Zum Formalen: Die Reihung der Beiträge hat sich mir nicht erschlossen. Dass Moser seine Überlegungen zum Schreiben über und mit Patienten an den Anfang stellt, leuchtet mir ein, weil das Buch, wie schon der Untertitel anzeigt, von Krankengeschichten dominiert wird und für sie eine Lesart vorgibt. Dagegen sind die unter „Theoretische Überlegungen“ versammelten Texte beileibe nicht alle theoretisch, und warum der Autor ihnen „Fallgeschichten von Männern“ gegenübergestellt hat, als ob im ersten Teil ausschließlich Geschichten von Frauen erzählt würden, verrät er nicht. Mir wäre es sinnvoller erschienen, Moser hätte die Beiträge nach Problemen geordnet (Schreiben, Störungsbilder, analytische Körpertherapie/Gestalttherapie, standespolitische Beiträge, Reflexion von Lektüren …).

Fazit

Tilmann Mosers„Klinisches Notizbuch“ist ein Lesebuch nicht nur für Therapeuten.
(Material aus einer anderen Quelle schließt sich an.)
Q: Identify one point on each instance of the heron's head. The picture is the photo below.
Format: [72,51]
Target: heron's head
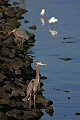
[40,63]
[11,32]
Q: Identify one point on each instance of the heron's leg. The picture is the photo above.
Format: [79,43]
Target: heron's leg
[34,102]
[39,87]
[30,102]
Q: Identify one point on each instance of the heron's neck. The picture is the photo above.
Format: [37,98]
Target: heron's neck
[37,73]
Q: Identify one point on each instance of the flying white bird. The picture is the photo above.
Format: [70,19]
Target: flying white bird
[42,13]
[53,32]
[52,20]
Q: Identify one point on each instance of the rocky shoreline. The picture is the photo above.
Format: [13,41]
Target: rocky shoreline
[16,70]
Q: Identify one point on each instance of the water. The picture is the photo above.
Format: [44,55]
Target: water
[61,75]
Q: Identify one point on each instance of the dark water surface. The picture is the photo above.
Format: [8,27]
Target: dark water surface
[62,85]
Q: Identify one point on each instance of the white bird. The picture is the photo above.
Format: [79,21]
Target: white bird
[53,32]
[42,13]
[42,21]
[52,20]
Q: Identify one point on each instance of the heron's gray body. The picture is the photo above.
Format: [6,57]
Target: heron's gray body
[33,86]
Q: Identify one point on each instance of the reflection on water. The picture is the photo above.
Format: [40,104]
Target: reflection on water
[53,32]
[22,1]
[42,21]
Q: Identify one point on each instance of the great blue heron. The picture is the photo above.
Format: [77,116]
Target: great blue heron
[33,85]
[52,20]
[20,34]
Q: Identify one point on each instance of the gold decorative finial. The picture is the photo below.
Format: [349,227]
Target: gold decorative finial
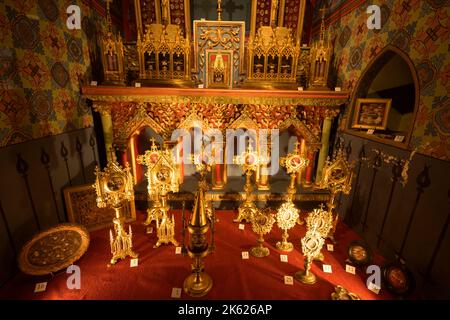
[219,10]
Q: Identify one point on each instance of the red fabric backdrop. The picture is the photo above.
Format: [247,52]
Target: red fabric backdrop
[160,270]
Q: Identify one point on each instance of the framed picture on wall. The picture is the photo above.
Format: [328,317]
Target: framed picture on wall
[81,205]
[371,113]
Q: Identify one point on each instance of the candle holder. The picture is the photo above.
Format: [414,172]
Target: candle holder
[249,160]
[262,224]
[114,187]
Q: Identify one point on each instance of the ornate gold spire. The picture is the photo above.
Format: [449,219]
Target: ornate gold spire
[219,10]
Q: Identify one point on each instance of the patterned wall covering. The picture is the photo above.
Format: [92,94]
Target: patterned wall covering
[419,28]
[42,63]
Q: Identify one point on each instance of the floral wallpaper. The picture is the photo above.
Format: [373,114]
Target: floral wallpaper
[42,66]
[419,28]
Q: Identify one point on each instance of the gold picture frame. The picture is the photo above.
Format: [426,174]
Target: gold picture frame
[371,113]
[81,206]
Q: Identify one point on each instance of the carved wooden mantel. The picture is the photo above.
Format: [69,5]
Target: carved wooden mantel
[127,110]
[233,96]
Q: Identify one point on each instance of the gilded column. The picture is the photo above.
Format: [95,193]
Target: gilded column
[326,130]
[301,173]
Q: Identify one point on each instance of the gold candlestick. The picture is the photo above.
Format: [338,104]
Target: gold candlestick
[250,162]
[287,216]
[198,283]
[262,223]
[114,187]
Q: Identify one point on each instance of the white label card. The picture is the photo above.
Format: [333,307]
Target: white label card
[374,288]
[327,268]
[176,293]
[134,263]
[288,280]
[40,287]
[350,269]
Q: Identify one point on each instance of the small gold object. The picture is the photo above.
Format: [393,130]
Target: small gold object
[312,244]
[199,283]
[262,223]
[114,186]
[162,179]
[336,177]
[340,293]
[288,214]
[324,221]
[249,160]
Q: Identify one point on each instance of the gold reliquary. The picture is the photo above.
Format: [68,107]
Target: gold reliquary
[112,54]
[272,57]
[164,55]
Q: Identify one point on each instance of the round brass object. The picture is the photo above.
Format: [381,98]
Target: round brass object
[305,277]
[54,249]
[359,253]
[341,293]
[197,285]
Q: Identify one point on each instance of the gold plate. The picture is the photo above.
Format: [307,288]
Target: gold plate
[54,249]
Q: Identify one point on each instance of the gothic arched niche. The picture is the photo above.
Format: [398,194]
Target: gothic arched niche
[390,75]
Auch wen die vom Autor vorgenommene Anordnung irritiert oder wer als streng sprachorientierter Psychoanalytiker und Methodiker seinen theoretischen und praktischen Erweiterungen skeptisch gegenübersteht, begegnet in den Texten einem engagierten, nachdenklichen, selbstkritischen und originellen analytischen Therapeuten. Er mag selbst gelegentlich seine Randständigkeit betonen; aber er ist jemand, der „die Psychoanalyse“ immer wieder zum Widerspruch reizt und sie dadurch zwingt, ihre Position stets aufs Neue zu legitimieren.